The `validate_mcpfusion_implementation` tool inspects code generated by LlamaIndex agents before it gets indexed into your vector store. It ensures that Model, View, and Agent responsibilities are conceptually separated. If an agent mixes these concerns, the tool rejects the code, keeping your indexed knowledge base clean. By validating the code before indexing, you prevent your RAG system from learning and retrieving broken patterns. Your LlamaIndex agent is forced to correct its architectural mistakes, ensuring that only compliant code is stored.

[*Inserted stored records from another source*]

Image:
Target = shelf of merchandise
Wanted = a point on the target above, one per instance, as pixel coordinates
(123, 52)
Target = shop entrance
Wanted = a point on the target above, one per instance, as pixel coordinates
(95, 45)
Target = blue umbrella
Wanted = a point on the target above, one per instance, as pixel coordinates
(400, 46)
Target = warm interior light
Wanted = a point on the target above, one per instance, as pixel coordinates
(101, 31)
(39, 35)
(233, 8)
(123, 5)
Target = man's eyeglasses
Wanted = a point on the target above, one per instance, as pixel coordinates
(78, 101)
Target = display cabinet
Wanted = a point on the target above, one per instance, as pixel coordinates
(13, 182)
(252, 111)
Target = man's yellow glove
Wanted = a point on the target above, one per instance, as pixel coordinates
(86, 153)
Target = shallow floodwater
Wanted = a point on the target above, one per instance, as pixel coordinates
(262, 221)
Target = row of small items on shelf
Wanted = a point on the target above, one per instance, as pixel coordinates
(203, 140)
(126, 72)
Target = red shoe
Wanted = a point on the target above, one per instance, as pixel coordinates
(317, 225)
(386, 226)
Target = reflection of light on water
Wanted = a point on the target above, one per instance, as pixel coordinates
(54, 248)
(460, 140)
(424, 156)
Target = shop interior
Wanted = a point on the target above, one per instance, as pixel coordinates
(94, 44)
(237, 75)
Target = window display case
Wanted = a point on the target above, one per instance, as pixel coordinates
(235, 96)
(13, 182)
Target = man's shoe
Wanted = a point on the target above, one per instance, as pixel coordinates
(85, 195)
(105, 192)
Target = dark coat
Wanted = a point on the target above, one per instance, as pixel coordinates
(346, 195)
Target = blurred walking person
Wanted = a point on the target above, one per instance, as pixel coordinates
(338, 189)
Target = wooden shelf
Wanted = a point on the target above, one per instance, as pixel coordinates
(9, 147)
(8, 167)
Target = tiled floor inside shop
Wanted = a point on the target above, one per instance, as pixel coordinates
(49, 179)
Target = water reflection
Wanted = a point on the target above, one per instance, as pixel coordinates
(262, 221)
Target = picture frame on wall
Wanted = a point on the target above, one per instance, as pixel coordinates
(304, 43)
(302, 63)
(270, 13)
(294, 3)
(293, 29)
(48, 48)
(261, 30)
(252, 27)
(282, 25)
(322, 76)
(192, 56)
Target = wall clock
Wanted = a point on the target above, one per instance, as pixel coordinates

Stop Raw Zod Schemas from Entering LlamaIndex Vector Stores

The `validate_mcpfusion_implementation` tool flags the use of raw `z.object()` declarations in code generated by LlamaIndex agents. LLMs naturally write standard Zod schemas, which bypasses MCPFusion features like automatic timestamps and hidden fields. This MCP Server tool blocks these schemas and demands `defineModel()` instead. This validation keeps your data layer secure. When your LlamaIndex agent attempts to index code, this tool forces it to rewrite schemas with proper casts, preserving mass-assignment protection.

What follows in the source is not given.